You don’t even have to be a big baseball fan to know what a runner looks like as he bobs and dances just a few feet from the safety of the first-base bag. His goal is to get a head start on his journey to second base and to avoid being thrown out by a pitcher with a good pick-off move.
We’re often tempted to live our lives away from safe zones. We’re usually a few feet from the bag, trying to move ahead to second base while desperately hoping to avoid getting caught. The external pressure and internal tension of living in this place can be exhausting.
The interesting verses today are about places that were like the safety of standing on the first-base bag. These locations were often referred to as “cities of refuge.” God asked Moses to establish these cities as “safe places” for people who were wrongly accused of murder but who were, nonetheless, under the threat of danger by their accusers. Imagine such a space where the truth about you was all that mattered, a place where no one pretended and no one jumped to premature and inaccurate conclusions.
This would be a community where you could be who you are without the pressure to be someone else. It would be a place where you were loved and appreciated, not because of your activity or your capability but simply because you were you.
Now, don’t get the wrong idea about these areas of refuge. If you read ahead (see vv. 11–13), you’ll see that these cities were not for real murderers to hide. The law applied here just like everywhere else. These were not fortresses for concealing the guilty but sites for the security of the vulnerable—those whom the world had falsely accused.

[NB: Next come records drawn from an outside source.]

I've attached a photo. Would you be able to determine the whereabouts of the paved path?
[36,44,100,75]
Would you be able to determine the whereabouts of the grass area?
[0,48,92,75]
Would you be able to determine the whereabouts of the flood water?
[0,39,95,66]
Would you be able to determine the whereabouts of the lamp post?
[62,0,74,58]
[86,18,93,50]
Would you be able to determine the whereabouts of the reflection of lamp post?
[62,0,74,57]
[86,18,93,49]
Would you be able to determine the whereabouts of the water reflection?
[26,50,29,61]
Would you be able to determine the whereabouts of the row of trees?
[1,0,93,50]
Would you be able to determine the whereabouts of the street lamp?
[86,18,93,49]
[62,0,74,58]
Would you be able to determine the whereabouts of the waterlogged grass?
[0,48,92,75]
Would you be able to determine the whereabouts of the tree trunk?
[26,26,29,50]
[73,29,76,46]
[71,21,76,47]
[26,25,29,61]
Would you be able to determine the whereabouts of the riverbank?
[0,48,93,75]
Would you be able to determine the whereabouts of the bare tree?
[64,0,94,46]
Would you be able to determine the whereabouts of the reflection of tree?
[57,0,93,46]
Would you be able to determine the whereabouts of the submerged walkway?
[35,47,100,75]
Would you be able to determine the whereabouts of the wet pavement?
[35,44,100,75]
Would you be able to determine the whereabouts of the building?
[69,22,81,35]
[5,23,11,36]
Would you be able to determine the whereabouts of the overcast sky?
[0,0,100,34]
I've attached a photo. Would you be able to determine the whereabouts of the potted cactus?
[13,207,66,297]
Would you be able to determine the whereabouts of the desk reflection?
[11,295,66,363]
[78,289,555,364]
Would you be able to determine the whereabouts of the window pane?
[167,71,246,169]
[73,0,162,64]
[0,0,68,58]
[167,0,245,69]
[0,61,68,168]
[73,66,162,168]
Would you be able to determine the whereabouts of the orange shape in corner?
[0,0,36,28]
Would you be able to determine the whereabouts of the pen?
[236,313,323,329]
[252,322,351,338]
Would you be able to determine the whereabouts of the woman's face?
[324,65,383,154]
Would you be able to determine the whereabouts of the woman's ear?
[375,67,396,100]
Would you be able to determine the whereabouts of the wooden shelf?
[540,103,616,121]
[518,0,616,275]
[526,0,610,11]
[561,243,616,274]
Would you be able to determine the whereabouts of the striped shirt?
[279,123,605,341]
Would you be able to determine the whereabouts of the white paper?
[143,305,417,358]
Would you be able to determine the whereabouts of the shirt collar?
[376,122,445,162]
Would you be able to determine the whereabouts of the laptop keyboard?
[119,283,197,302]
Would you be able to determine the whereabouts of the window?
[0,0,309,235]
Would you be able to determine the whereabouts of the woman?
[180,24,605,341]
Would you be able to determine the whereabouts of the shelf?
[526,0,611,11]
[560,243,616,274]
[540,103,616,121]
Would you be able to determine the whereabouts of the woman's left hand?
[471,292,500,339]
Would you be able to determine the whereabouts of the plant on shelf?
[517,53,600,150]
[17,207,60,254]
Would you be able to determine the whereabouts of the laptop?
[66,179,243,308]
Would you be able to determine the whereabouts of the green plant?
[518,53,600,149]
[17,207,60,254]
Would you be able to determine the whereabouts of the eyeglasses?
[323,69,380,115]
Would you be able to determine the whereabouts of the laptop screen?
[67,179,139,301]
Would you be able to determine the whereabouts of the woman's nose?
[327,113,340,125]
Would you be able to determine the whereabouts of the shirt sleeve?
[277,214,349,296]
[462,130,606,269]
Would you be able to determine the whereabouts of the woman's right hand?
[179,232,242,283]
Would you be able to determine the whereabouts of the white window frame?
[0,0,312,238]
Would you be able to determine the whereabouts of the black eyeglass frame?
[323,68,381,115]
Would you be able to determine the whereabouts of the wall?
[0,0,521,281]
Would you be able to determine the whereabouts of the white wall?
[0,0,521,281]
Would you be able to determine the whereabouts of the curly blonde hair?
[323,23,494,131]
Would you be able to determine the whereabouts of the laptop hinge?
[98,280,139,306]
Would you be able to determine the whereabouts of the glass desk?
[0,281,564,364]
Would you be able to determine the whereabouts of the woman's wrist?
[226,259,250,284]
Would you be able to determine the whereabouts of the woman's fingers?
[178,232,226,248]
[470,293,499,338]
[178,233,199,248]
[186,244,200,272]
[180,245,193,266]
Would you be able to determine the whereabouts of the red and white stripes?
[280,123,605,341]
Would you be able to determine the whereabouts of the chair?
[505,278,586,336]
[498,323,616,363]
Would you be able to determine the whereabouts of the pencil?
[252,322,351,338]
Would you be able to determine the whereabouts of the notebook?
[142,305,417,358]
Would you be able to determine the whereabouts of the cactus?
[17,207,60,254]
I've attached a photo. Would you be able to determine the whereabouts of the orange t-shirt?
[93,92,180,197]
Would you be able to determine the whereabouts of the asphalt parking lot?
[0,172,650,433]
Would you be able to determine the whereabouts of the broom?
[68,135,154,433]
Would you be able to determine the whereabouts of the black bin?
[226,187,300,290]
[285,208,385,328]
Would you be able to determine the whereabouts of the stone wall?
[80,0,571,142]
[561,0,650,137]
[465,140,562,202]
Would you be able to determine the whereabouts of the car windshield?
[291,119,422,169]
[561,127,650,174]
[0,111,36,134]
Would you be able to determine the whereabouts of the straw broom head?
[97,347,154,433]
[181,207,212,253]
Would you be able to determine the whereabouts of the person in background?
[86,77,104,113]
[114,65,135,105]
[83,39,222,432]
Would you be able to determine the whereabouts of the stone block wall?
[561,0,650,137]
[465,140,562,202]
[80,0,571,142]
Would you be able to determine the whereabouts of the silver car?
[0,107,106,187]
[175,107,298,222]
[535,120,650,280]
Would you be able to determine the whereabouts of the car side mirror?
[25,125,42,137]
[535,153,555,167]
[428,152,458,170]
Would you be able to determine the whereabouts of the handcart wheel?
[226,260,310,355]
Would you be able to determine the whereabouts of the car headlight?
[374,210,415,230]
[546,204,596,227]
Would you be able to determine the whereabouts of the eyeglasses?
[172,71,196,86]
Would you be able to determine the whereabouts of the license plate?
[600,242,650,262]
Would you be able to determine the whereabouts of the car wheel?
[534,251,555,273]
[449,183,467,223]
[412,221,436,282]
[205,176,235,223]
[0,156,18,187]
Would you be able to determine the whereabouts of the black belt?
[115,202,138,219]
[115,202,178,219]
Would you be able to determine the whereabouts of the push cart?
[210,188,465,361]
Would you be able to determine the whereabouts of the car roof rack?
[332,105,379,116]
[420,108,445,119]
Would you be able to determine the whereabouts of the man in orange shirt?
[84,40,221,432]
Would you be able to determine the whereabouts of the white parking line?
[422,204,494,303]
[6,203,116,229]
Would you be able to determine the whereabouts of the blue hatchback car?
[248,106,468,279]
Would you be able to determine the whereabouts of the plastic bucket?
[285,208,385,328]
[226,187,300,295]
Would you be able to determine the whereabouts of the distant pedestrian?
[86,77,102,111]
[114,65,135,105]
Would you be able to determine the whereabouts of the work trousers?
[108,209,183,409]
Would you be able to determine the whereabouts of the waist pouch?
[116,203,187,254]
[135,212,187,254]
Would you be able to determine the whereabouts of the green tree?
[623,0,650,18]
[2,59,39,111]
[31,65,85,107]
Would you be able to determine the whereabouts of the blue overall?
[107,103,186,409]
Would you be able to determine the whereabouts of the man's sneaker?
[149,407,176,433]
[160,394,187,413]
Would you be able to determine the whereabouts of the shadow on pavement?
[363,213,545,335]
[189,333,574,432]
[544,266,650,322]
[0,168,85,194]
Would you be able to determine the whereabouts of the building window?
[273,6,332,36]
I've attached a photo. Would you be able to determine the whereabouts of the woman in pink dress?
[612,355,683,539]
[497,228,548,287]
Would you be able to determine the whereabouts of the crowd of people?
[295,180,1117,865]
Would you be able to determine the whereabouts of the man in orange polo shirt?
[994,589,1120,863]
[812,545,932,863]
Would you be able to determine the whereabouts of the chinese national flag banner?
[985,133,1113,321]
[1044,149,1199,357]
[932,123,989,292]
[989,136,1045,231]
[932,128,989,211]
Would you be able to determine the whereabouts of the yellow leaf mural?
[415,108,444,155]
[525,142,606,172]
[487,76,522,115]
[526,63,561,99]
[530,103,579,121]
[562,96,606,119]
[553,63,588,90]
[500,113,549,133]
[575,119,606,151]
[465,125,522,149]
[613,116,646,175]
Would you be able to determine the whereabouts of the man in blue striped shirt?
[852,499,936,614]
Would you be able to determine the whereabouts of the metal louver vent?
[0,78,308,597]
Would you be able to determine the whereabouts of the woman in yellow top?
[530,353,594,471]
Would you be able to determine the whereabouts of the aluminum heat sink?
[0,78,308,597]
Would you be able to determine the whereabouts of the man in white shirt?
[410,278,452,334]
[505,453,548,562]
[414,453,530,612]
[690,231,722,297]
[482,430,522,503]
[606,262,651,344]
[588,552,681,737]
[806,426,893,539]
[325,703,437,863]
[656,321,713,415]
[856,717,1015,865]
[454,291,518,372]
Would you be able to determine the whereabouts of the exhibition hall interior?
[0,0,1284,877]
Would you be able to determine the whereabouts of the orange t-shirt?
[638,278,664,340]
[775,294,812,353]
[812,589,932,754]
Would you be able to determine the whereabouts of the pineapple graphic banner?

You’re way ahead of me, aren’t you? If there were ever a fitting description of what your home—or even your place of work—ought to feel like to you, and to each worker or member of your family, it’s this one: a place of refuge, a tender place of welcome and safety. A dwelling where there is no need for pretense and no special value attached to showing off. Where the inhabitants are nurtured without suffocation, disciplined without disrespect, and loved without limits.
Cities of refuge . . . what a great idea. What a good idea it would be to ask God to help you build your home or your place of work like this.